Some time ago, a former student gave me a copy of the original Old Town School of Folk Music songbook as a gift. Though the Old Town School opened in 1957, I don't think the first songbook appeared till about a year later. There's no copyright page in mine, so it's hard to tell. I suppose someone somewhere knows. Whenever it come to be, I'm told it was created by Win Stracke, the School's first director and Frank Hamilton, the first instructor. It seems inconceivable that anyone would think of starting up a music school without a songbook. But that's the way Win and Frank wanted to do it.
Win and Frank loved music of all kinds. Win was a trained singer with a deep bass voice. He sang folk songs his whole life, but also sang in classical settings, choirs, and even an opera or two. He enjoyed a successful career in radio and television, and at one time was quite the celebrity. Frank grew up in Los Angeles and was remarkably young when he and Win opened the School. He was skilled on several instruments and already an accomplished folk and jazz musician. Frank was also a talented teacher of folk music classes, having learned first-hand from a woman named Bess Lomax Hawes in California.
Both Frank and Win had a great knowledge and deep respect for folk songs from many countries. Together they envisioned a school where people could not only celebrate the American tradition of song and dance, but could also become acquainted with the musical traditions of different world cultures. Their new school would be a meeting house for musicians, storytellers, folk dancers, folklorists, and professional folk entertainers who would gather to share their knowledge and experience with the public.
They fashioned a curriculum and developed a teaching technique. Hailed as "innovative" at the time, Frank and Win's creative new approach to learning music was actually based upon age-old methods folks have always used: listening, watching, trial and error, and playing by ear. When they finally did get around to assembling the original "textbook" as it was called, it was done only after considerable discussion and debate.

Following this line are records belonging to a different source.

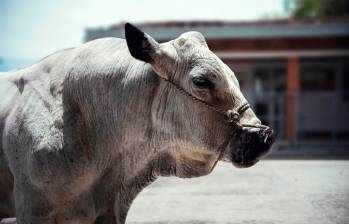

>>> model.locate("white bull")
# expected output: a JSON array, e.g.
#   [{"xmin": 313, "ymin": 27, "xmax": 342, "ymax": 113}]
[{"xmin": 0, "ymin": 23, "xmax": 274, "ymax": 224}]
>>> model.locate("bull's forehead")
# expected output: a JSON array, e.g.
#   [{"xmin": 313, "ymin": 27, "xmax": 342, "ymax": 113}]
[
  {"xmin": 164, "ymin": 32, "xmax": 240, "ymax": 91},
  {"xmin": 191, "ymin": 54, "xmax": 226, "ymax": 77},
  {"xmin": 171, "ymin": 35, "xmax": 242, "ymax": 104},
  {"xmin": 182, "ymin": 47, "xmax": 239, "ymax": 88},
  {"xmin": 172, "ymin": 36, "xmax": 231, "ymax": 74}
]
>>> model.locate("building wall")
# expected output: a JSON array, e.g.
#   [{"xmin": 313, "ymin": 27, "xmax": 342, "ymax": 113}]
[{"xmin": 224, "ymin": 57, "xmax": 349, "ymax": 145}]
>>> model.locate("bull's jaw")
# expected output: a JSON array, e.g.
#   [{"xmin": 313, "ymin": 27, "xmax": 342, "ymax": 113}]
[{"xmin": 154, "ymin": 151, "xmax": 218, "ymax": 178}]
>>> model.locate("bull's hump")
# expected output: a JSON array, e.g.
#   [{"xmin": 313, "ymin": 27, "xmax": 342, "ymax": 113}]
[{"xmin": 66, "ymin": 37, "xmax": 139, "ymax": 78}]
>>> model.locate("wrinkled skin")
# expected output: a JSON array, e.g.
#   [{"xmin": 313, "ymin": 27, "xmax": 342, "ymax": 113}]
[{"xmin": 0, "ymin": 23, "xmax": 273, "ymax": 223}]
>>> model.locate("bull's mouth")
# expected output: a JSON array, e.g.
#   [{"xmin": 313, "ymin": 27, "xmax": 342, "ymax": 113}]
[
  {"xmin": 230, "ymin": 147, "xmax": 261, "ymax": 168},
  {"xmin": 232, "ymin": 158, "xmax": 260, "ymax": 168}
]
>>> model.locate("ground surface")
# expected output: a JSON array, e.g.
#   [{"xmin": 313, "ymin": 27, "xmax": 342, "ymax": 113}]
[{"xmin": 126, "ymin": 160, "xmax": 349, "ymax": 224}]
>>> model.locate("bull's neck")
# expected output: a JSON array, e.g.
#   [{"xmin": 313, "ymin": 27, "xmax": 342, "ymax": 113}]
[
  {"xmin": 66, "ymin": 60, "xmax": 161, "ymax": 173},
  {"xmin": 64, "ymin": 59, "xmax": 221, "ymax": 223},
  {"xmin": 62, "ymin": 60, "xmax": 163, "ymax": 223}
]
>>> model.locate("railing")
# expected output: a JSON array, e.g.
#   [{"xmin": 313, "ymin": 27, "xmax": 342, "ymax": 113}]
[{"xmin": 248, "ymin": 91, "xmax": 349, "ymax": 149}]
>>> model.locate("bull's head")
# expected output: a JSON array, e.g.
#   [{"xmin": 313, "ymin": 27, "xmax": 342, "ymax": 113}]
[{"xmin": 124, "ymin": 23, "xmax": 274, "ymax": 175}]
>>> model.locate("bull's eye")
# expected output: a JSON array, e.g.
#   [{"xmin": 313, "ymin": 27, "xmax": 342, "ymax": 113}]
[{"xmin": 192, "ymin": 77, "xmax": 214, "ymax": 89}]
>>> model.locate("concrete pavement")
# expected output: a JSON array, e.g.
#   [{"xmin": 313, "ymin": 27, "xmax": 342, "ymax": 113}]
[{"xmin": 126, "ymin": 160, "xmax": 349, "ymax": 224}]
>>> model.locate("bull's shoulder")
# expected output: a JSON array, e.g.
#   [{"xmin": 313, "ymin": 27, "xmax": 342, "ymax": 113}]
[
  {"xmin": 2, "ymin": 37, "xmax": 128, "ymax": 151},
  {"xmin": 1, "ymin": 59, "xmax": 65, "ymax": 156},
  {"xmin": 3, "ymin": 77, "xmax": 64, "ymax": 153}
]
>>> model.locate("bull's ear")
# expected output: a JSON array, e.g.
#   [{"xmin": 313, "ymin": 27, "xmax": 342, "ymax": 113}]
[{"xmin": 125, "ymin": 23, "xmax": 159, "ymax": 63}]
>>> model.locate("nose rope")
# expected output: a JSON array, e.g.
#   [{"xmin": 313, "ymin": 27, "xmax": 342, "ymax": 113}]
[{"xmin": 226, "ymin": 106, "xmax": 273, "ymax": 143}]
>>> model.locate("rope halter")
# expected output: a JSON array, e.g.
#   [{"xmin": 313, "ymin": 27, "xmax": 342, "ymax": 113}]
[{"xmin": 158, "ymin": 75, "xmax": 273, "ymax": 142}]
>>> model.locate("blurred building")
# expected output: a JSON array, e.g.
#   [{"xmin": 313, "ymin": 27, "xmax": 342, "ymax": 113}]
[{"xmin": 85, "ymin": 18, "xmax": 349, "ymax": 151}]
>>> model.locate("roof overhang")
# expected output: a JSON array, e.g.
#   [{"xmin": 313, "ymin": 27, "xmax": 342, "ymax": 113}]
[
  {"xmin": 136, "ymin": 23, "xmax": 349, "ymax": 39},
  {"xmin": 85, "ymin": 19, "xmax": 349, "ymax": 42}
]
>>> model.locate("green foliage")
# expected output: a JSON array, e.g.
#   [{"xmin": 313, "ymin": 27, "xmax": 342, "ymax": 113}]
[{"xmin": 291, "ymin": 0, "xmax": 349, "ymax": 19}]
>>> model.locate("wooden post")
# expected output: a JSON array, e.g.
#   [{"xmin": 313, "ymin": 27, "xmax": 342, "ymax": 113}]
[{"xmin": 285, "ymin": 57, "xmax": 300, "ymax": 141}]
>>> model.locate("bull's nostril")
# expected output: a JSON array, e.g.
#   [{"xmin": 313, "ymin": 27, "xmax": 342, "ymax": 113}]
[
  {"xmin": 256, "ymin": 129, "xmax": 273, "ymax": 145},
  {"xmin": 263, "ymin": 135, "xmax": 269, "ymax": 143},
  {"xmin": 266, "ymin": 130, "xmax": 275, "ymax": 143}
]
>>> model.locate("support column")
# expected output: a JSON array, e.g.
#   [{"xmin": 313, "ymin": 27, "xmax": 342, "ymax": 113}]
[{"xmin": 285, "ymin": 57, "xmax": 300, "ymax": 142}]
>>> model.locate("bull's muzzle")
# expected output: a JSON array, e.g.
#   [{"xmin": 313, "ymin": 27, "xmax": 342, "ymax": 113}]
[{"xmin": 230, "ymin": 128, "xmax": 275, "ymax": 168}]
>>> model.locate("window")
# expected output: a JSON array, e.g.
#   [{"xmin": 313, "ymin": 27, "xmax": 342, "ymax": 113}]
[
  {"xmin": 301, "ymin": 67, "xmax": 335, "ymax": 91},
  {"xmin": 254, "ymin": 67, "xmax": 285, "ymax": 93}
]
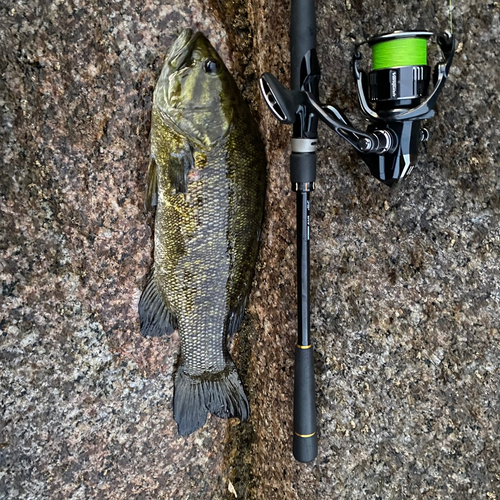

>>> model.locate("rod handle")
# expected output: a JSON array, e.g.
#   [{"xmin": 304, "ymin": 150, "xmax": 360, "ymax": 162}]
[{"xmin": 293, "ymin": 345, "xmax": 318, "ymax": 462}]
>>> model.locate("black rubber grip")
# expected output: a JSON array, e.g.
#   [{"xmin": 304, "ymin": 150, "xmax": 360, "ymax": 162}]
[{"xmin": 293, "ymin": 345, "xmax": 318, "ymax": 462}]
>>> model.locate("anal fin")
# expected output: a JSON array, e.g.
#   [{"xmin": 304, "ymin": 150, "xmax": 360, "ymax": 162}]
[{"xmin": 139, "ymin": 274, "xmax": 177, "ymax": 337}]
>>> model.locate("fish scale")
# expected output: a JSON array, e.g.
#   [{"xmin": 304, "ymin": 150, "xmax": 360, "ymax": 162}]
[
  {"xmin": 139, "ymin": 30, "xmax": 266, "ymax": 435},
  {"xmin": 157, "ymin": 139, "xmax": 232, "ymax": 374}
]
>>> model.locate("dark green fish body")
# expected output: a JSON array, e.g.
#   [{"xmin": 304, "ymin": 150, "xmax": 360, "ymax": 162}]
[{"xmin": 139, "ymin": 30, "xmax": 266, "ymax": 435}]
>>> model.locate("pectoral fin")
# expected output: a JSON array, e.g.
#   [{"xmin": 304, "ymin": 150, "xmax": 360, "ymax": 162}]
[
  {"xmin": 146, "ymin": 147, "xmax": 194, "ymax": 207},
  {"xmin": 139, "ymin": 274, "xmax": 177, "ymax": 337},
  {"xmin": 167, "ymin": 147, "xmax": 194, "ymax": 195}
]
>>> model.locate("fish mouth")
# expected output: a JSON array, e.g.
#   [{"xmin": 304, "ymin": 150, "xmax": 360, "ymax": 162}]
[{"xmin": 167, "ymin": 29, "xmax": 206, "ymax": 71}]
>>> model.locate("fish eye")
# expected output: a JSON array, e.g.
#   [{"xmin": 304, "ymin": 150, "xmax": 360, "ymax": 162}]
[{"xmin": 204, "ymin": 59, "xmax": 218, "ymax": 74}]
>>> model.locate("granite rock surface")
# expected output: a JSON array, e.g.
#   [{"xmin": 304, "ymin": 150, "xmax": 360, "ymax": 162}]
[{"xmin": 1, "ymin": 0, "xmax": 499, "ymax": 499}]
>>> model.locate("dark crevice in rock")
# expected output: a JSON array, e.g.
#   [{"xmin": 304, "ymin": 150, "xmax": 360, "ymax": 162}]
[
  {"xmin": 203, "ymin": 1, "xmax": 269, "ymax": 496},
  {"xmin": 206, "ymin": 0, "xmax": 260, "ymax": 116},
  {"xmin": 221, "ymin": 318, "xmax": 257, "ymax": 499}
]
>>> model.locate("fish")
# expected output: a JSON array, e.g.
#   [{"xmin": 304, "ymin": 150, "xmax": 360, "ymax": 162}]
[{"xmin": 139, "ymin": 29, "xmax": 266, "ymax": 436}]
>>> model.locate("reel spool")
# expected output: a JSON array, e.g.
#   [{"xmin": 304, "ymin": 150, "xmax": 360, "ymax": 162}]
[
  {"xmin": 260, "ymin": 30, "xmax": 456, "ymax": 186},
  {"xmin": 367, "ymin": 31, "xmax": 432, "ymax": 108}
]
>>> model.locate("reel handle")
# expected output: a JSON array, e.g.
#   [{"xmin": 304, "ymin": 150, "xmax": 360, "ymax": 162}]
[{"xmin": 293, "ymin": 344, "xmax": 318, "ymax": 462}]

Win and Frank wanted their book to be easy for students to use. It had to be inexpensive to produce. They wanted it to be representative of the North American folk song tradition. They wanted songs from other cultures to be included. The songs had to be simple. They favored lots of songs which were suitable for group involvement. Where other music schools taught sight reading and performance, Win and Frank wanted the Old Town School "method" to retain its emphasis on participation and development of aural skills.
Finally, 94 songs were settled upon. Most were North American folk songs, but selections from Israel, Ireland, England, Chile, and a Cajun love song were added. Each page gave a sentence or two of background about the song while the chord progression and rhythm indicators were printed above the verses. Chord fingering charts for guitar, and in some cases banjo, were pictured on each page and at the bottom the melody was written out in standard musical notation.

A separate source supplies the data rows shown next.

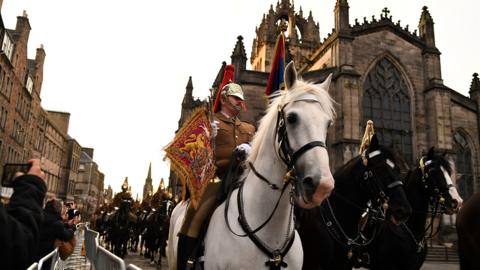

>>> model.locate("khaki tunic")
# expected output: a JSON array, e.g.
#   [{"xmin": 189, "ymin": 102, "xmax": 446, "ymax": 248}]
[{"xmin": 180, "ymin": 112, "xmax": 255, "ymax": 237}]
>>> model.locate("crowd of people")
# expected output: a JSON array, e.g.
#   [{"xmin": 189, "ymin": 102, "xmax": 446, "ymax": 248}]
[{"xmin": 0, "ymin": 159, "xmax": 81, "ymax": 270}]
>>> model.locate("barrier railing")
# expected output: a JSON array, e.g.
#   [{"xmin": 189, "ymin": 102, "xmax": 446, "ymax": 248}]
[
  {"xmin": 84, "ymin": 225, "xmax": 141, "ymax": 270},
  {"xmin": 37, "ymin": 248, "xmax": 59, "ymax": 270},
  {"xmin": 96, "ymin": 245, "xmax": 126, "ymax": 270},
  {"xmin": 126, "ymin": 264, "xmax": 143, "ymax": 270},
  {"xmin": 29, "ymin": 224, "xmax": 142, "ymax": 270},
  {"xmin": 84, "ymin": 226, "xmax": 99, "ymax": 263}
]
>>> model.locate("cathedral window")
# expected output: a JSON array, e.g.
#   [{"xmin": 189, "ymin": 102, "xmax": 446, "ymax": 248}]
[
  {"xmin": 453, "ymin": 131, "xmax": 475, "ymax": 200},
  {"xmin": 363, "ymin": 58, "xmax": 413, "ymax": 163}
]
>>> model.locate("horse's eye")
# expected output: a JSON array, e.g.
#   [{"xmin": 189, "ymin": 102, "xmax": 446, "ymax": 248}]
[{"xmin": 287, "ymin": 113, "xmax": 298, "ymax": 124}]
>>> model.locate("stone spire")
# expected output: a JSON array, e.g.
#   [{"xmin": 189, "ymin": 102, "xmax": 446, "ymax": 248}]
[
  {"xmin": 469, "ymin": 73, "xmax": 480, "ymax": 98},
  {"xmin": 335, "ymin": 0, "xmax": 350, "ymax": 34},
  {"xmin": 182, "ymin": 76, "xmax": 194, "ymax": 105},
  {"xmin": 418, "ymin": 6, "xmax": 435, "ymax": 47},
  {"xmin": 231, "ymin": 35, "xmax": 247, "ymax": 79},
  {"xmin": 143, "ymin": 163, "xmax": 153, "ymax": 200}
]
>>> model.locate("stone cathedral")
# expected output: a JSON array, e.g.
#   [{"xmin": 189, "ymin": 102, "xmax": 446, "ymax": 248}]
[{"xmin": 174, "ymin": 0, "xmax": 479, "ymax": 202}]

The book was issued to students unbound. The pages were 3-hole punched and to be put in a ring binder. The intention here was for all students to start out with the same collection of songs. As hand-outs from different classes were added to the binder, no two books - or no two students - might evolve identically.
The current edition of our songbook is the fifth or sixth, depending on who you ask, and is a whole lot different than the original. There are now 108 songs in all - two dozen of which are more than forty-year survivors from Frank and Win's original selection. The Old Town School Musical Guide in the back has been greatly expanded too. It's chock-full of clearly presented, useful information. And after 30-odd years of teachers watching ring binders crash to the floor, the current book has been spiral bound, so it sits better on a music stand.
My hope is that Old Town School teachers and students will find this companion guide helpful. It might be useful in the classroom by providing some context to a group lesson. It might be useful as a reference to give the reader a basic grasp of the genre. Or it might be used as a starting point for your own study and research.
In a way, every musician and song writer is a kind of folklorist. We ask questions. In what we learn from people and books and recordings we sometimes fine answers - which lead to more questions. Throughout our musical lives, we review our growing catalogs of truth, and sort through our expanding inventories of things unknown. Piece by piece, a personal collection of sounds, images and experiences is somewhere being assembled in our minds and hearts. That collection contains the real stuff out of which real music is made. And with practice comes the promise that our music will one day reveal a beautiful reflection of we are and where we're come.
For certain, there is no shortage of virtuosos in our world of music. Performances and recordings abound which remind us that indeed, some are born with extraordinary gifts. But I hope the following pages begin to provide the reader with the sense that, for a long time now, folks with ordinary gifts have been responding musically to the world about them in extraordinary ways. That's the sense I got while digging this stuff up. And that's an idea I now think Win and Frank must have known a whole lot about by the time they opened the Old Town School of Folk Music.